Continuous Variables
Note: Tibble is a tidy data frame. It makes data easier to view.
sales <- tibble::tribble(
~quarter, ~year, ~sales,
"Q1", 2000, 66013,
"Q2", NA, 69182,
"Q3", NA, 53175,
"Q4", NA, 21001,
"Q1", 2001, 46036,
"Q2", NA, 58842,
"Q3", NA, 44568,
"Q4", NA, 50197,
"Q1", 2002, 39113,
"Q2", NA, 41668,
"Q3", NA, 30144,
"Q4", NA, 52897,
"Q1", 2004, 32129,
"Q2", NA, 67686,
"Q3", NA, 31768,
"Q4", NA, 49094
)
In the above dataset, the ‘year’ is missing in the subsequent quarters, so we will use the default setting for fill().
# 'fill()' defaults to replacing missing data from top to bottom
# set the column of interest as the argument
sales %>% fill(year)
## # A tibble: 16 x 3
## quarter year sales
## <chr> <dbl> <dbl>
## 1 Q1 2000 66013
## 2 Q2 2000 69182
## 3 Q3 2000 53175
## 4 Q4 2000 21001
## 5 Q1 2001 46036
## 6 Q2 2001 58842
## 7 Q3 2001 44568
## 8 Q4 2001 50197
## 9 Q1 2002 39113
## 10 Q2 2002 41668
## 11 Q3 2002 30144
## 12 Q4 2002 52897
## 13 Q1 2004 32129
## 14 Q2 2004 67686
## 15 Q3 2004 31768
## 16 Q4 2004 49094
Categorical Variables
# Value (pet_type) is missing above
tidy_pets <- tibble::tribble(
~rank, ~pet_type, ~breed,
1L, NA, "Boston Terrier",
2L, NA, "Retrievers (Labrador)",
3L, NA, "Retrievers (Golden)",
4L, NA, "French Bulldogs",
5L, NA, "Bulldogs",
6L, "Dog", "Beagles",
1L, NA, "Persian",
2L, NA, "Maine Coon",
3L, NA, "Ragdoll",
4L, NA, "Exotic",
5L, NA, "Siamese",
6L, "Cat", "American Short"
)
In the above dataset, the ‘pet_type’ is missing values.

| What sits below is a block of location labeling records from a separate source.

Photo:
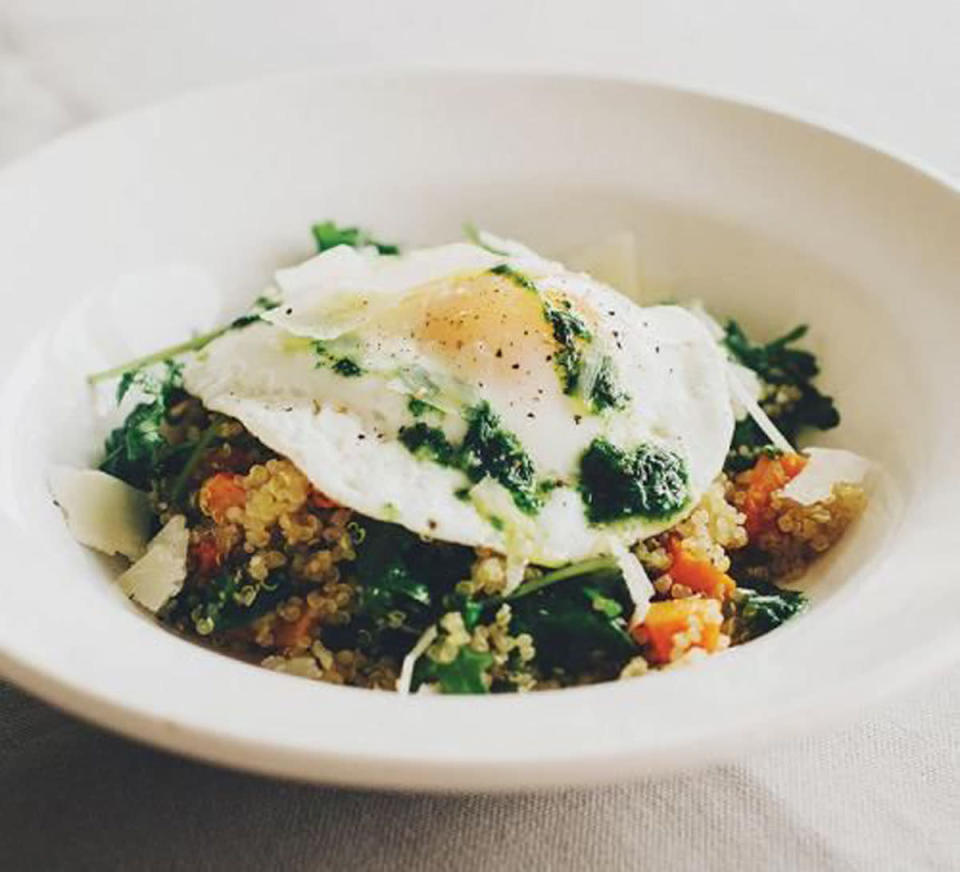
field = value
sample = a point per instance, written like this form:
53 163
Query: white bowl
768 219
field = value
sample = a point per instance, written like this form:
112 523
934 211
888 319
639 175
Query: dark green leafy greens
327 234
464 675
342 365
139 446
764 608
604 392
793 402
487 449
404 579
648 482
578 622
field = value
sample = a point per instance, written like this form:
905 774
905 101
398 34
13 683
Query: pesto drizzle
569 331
487 449
345 366
649 482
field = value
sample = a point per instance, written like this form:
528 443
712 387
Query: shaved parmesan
160 573
825 468
406 668
102 511
636 580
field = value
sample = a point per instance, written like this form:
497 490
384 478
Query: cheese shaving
406 668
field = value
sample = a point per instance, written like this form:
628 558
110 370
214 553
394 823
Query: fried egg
480 395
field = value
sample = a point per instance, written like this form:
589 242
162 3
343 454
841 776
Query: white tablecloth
881 792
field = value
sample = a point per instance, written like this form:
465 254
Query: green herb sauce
345 366
649 482
604 393
487 449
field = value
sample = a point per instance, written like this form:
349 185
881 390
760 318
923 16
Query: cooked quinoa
280 575
276 576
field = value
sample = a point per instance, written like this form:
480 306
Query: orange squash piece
220 492
699 619
701 576
769 474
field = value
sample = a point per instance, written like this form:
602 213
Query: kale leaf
578 625
764 608
327 234
137 448
405 579
464 675
792 400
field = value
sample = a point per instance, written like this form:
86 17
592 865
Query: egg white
436 324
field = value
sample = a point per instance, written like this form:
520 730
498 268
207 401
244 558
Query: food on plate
466 469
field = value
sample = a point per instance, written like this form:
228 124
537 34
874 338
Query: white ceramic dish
769 219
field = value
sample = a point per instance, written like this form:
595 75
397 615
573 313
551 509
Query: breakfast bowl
136 232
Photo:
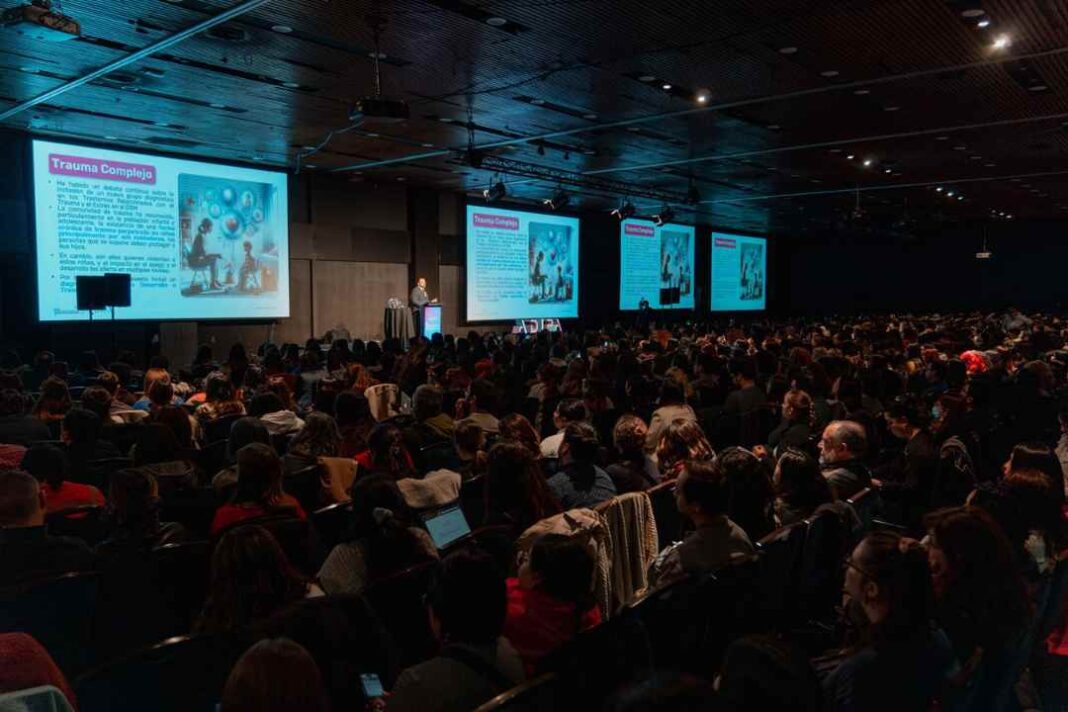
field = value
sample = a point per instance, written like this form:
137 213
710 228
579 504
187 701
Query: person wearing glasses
895 658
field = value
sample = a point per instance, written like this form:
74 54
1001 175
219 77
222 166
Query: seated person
552 599
26 548
382 539
258 490
702 495
581 483
48 464
468 602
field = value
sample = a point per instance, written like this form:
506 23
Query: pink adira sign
639 230
496 221
101 170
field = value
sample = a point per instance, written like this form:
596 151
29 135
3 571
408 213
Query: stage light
665 215
624 210
496 191
558 201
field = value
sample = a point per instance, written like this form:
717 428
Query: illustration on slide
226 243
551 268
675 269
751 284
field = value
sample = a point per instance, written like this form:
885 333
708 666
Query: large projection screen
656 264
200 240
739 281
521 265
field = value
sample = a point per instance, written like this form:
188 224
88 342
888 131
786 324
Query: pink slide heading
501 222
103 170
641 231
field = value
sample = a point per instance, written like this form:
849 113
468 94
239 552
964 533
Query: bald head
21 502
843 440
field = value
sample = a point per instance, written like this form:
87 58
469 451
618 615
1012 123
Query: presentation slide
200 240
739 273
656 265
521 265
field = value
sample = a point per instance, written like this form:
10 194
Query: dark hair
515 487
251 579
801 484
898 566
706 486
468 597
983 585
275 676
582 446
566 569
47 463
81 426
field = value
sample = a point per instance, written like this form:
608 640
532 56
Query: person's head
47 463
80 427
319 437
702 492
681 441
569 410
21 500
974 572
515 486
798 480
888 586
275 676
469 438
468 599
843 441
218 388
156 443
516 428
628 436
797 406
426 402
251 579
55 397
388 451
246 431
258 475
562 567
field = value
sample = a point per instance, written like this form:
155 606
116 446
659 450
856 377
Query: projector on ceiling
38 21
379 109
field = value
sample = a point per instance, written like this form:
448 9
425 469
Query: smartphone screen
372 685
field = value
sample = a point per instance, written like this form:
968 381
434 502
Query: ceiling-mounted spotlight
665 215
559 200
624 210
496 191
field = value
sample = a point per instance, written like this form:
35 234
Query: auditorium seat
58 612
182 674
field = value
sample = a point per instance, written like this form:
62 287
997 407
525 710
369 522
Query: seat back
398 601
183 674
58 612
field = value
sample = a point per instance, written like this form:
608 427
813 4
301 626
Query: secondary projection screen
739 273
656 264
521 265
200 240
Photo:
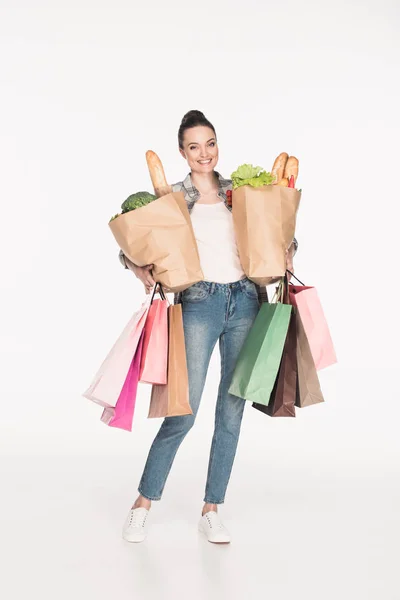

From the values in the ‘breed’ column we see that we must fill from bottom to the top.
# For values that are missing above you can use `.direction = "up"`
tidy_pets %>%
fill(pet_type, .direction = "up")
## # A tibble: 12 x 3
## rank pet_type breed
## <int> <chr> <chr>
## 1 1 Dog Boston Terrier
## 2 2 Dog Retrievers (Labrador)
## 3 3 Dog Retrievers (Golden)
## 4 4 Dog French Bulldogs
## 5 5 Dog Bulldogs
## 6 6 Dog Beagles
## 7 1 Cat Persian
## 8 2 Cat Maine Coon
## 9 3 Cat Ragdoll
## 10 4 Cat Exotic
## 11 5 Cat Siamese
## 12 6 Cat American Short
Is it helpful?
Yes! Addressing missing data is important for cleaning data before analysis. And we don’t want to delete missing data because it leads to information loss and can lower statistical power.